The good-sized bathroom with a sunken bath is in the return, and there’s also a small guest toilet off the hall downstairs.

Jupe added a single-storey garden room extension to the side that is so sympathetically designed it looks as though it was always there. The current owner commissioned a beautiful mural for it and, while it has a wood-burning stove, it is currently used mostly in summer.

It opens on to that secret second garden, also to the front but not visible from the road. New owners might consider moving the kitchen into this large light-filled space.

– Bernice Harrison

139 Leinster Road, Rathmines, Dublin 6

Number 139 Leinster Road has had its fair share of residents over the last 150 years, but by far the most colourful was Mir Aulad. In 1762, Trinity College Dublin created a department of Oriental Studies with the aim of rivalling Oxford and Cambridge, and 100 years later appointed Mir Aulad, a Muslim from Northern India, as Professor of Arabic, Hindustani and Persian.

“The Mir” as he became known about town was instrumental in training civil servants who went on to serve in his native India.
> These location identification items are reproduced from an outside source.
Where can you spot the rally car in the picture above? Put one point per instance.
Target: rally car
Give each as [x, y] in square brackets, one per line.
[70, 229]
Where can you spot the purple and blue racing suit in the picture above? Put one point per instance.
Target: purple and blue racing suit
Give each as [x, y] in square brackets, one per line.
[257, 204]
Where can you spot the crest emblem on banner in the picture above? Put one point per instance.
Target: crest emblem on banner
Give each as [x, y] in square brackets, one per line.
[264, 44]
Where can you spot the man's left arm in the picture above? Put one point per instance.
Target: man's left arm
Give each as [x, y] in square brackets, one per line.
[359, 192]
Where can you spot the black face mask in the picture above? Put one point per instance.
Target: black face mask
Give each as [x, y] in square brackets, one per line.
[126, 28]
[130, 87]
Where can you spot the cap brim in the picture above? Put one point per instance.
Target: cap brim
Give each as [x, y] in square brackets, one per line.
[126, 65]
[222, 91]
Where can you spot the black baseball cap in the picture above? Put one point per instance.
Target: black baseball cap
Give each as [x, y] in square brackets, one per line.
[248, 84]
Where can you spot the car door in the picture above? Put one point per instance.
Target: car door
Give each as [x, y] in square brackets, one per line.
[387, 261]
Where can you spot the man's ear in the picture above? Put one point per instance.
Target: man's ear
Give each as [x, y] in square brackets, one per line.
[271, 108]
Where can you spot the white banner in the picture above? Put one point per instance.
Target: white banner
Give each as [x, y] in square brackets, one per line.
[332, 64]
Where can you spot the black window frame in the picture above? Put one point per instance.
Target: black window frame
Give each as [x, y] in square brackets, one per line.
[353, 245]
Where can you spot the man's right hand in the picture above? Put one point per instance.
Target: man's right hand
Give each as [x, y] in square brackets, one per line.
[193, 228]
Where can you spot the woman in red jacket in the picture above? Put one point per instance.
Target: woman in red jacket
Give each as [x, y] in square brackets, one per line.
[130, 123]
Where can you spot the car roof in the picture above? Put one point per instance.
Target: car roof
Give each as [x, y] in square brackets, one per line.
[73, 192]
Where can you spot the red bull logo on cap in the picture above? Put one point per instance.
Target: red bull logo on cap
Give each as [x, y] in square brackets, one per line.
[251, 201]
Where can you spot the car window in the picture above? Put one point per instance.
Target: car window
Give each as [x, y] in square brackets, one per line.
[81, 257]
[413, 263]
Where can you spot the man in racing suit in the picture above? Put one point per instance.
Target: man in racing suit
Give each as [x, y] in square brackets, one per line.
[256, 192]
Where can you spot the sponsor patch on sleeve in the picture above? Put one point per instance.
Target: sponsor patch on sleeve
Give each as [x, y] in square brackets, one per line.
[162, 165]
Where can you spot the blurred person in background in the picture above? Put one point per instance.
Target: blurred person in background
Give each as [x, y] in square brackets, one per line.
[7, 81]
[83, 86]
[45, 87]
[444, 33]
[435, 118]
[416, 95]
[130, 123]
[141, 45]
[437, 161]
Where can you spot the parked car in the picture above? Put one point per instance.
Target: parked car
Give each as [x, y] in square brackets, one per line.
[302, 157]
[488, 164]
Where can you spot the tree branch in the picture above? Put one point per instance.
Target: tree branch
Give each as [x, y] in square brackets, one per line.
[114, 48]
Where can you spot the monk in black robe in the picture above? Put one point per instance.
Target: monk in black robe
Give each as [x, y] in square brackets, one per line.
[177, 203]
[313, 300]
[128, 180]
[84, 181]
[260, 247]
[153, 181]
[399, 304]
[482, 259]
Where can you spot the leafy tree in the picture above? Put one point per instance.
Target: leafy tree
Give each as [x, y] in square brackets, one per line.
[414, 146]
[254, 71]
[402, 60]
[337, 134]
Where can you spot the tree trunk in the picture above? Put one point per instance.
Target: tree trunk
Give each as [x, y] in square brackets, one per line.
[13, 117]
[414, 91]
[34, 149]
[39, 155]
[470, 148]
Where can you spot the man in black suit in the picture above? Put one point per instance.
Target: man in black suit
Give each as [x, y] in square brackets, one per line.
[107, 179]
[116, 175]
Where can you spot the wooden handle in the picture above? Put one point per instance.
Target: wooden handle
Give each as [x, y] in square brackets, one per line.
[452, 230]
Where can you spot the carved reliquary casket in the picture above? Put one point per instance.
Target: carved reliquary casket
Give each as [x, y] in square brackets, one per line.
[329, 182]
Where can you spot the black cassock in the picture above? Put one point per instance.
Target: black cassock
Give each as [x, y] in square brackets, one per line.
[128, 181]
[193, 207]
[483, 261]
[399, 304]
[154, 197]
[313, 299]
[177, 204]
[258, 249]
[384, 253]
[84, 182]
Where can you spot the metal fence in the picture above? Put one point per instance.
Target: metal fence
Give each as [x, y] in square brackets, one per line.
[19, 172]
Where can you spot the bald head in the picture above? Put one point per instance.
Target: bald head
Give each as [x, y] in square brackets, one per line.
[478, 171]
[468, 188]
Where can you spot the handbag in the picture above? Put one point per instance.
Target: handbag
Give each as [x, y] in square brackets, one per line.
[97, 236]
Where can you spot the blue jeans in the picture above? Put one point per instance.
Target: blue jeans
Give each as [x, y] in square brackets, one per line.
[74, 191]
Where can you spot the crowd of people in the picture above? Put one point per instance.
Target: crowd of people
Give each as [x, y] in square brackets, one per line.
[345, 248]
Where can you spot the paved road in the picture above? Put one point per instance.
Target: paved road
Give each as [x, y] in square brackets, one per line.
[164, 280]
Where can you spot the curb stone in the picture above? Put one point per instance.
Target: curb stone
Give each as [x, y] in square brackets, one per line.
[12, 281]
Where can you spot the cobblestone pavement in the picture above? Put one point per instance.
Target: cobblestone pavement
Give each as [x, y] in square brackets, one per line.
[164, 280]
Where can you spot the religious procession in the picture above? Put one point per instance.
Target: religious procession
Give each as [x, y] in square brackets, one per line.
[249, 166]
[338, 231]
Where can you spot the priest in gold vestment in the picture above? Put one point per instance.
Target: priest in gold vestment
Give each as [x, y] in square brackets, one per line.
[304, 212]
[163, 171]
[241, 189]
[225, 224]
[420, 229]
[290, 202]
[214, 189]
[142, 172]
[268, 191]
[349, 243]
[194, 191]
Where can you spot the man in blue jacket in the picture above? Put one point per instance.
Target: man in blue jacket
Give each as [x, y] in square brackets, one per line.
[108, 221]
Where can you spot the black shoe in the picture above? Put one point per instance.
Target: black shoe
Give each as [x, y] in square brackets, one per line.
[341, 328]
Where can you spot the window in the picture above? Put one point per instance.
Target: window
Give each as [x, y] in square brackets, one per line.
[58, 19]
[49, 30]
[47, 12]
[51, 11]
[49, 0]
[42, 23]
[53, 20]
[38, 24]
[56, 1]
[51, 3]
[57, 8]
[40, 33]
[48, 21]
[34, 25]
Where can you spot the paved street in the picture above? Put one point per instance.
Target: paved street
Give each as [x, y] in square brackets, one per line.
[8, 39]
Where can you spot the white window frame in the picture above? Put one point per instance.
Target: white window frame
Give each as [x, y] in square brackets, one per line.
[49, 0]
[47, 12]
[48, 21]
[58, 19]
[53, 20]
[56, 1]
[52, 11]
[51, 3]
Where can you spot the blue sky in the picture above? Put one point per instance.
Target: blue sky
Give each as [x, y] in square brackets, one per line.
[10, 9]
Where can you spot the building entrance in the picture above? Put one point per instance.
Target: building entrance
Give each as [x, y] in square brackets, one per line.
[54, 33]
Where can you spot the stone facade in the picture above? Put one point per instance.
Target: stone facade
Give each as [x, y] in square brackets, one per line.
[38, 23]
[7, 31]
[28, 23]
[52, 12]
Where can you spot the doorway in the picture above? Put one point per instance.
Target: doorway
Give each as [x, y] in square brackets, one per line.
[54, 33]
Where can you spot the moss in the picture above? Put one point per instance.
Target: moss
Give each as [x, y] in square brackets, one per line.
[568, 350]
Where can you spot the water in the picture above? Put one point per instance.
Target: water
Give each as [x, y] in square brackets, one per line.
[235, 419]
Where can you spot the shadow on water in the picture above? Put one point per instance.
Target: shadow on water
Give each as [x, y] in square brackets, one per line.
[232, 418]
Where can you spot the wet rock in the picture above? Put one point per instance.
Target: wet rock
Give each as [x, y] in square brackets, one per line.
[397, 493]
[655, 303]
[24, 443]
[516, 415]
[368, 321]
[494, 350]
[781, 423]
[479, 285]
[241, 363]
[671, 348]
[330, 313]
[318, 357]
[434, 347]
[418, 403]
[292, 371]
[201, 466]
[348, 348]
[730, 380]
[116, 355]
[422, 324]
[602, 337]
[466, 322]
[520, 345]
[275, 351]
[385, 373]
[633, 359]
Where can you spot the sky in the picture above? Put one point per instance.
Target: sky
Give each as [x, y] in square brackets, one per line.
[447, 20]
The turban-clad figure was popular in Dublin’s high society and is forever immortalised in WB Yeats’s Reveries over Childhood and Youth and the writings of James Joyce and AE (George Russell).

Today Number 139 is home to Leonie Flannery and her family who purchased the house in 2000. “It was really well cared-for, all the period details were intact, and that is what attracted us to it,” says Leonie.

The family engaged conservation architect Peter Roberts to oversee the update of the 263sq m (2,830sq ft) property which lies at the corner of Leinster Road and Charleville Road in Rathmines.

Gracious The interconnecting reception rooms on the piano nobile are gracious, with 13ft ceilings, period marble fireplaces and exposed pine floors. Both rooms are light-filled thanks to two sets of original sash windows overlooking the road and garden respectively.

The property has a prominent basement, which is typical of houses built in the late 1800s – they gave an air of grandeur, showing passersby that one could afford live-in staff. Today the basement is the heart of the household and features a large informal dining-cum-living-room overlooking the front garden.

The couple installed a new kitchen, moving it from what is now the downstairs toilet to a large space at the rear of the property. Designed by Devlin Farm Kitchens, it has a timeless feel to it and houses a giant Britannia range set in solid dovetailed units. The old coal hole has taken on a new lease of life as a wine cellar.

The house had five bedrooms; the fifth lies in the basement and is currently used as a playroom.

A highlight of the property is the spacious master bedroom on the top floor with its dramatic indigo walls and sizeable fireplace.

To the front, the property has off-street parking behind electric gates set in a Victorian style of clipped box hedging with clusters of agapanthus. To the rear is a small but easily maintained garden with side access on to Charleville road.

Number 139 is a handsome period property with plenty of space and storage and is for sale though DNG with an asking price of €1.35 million.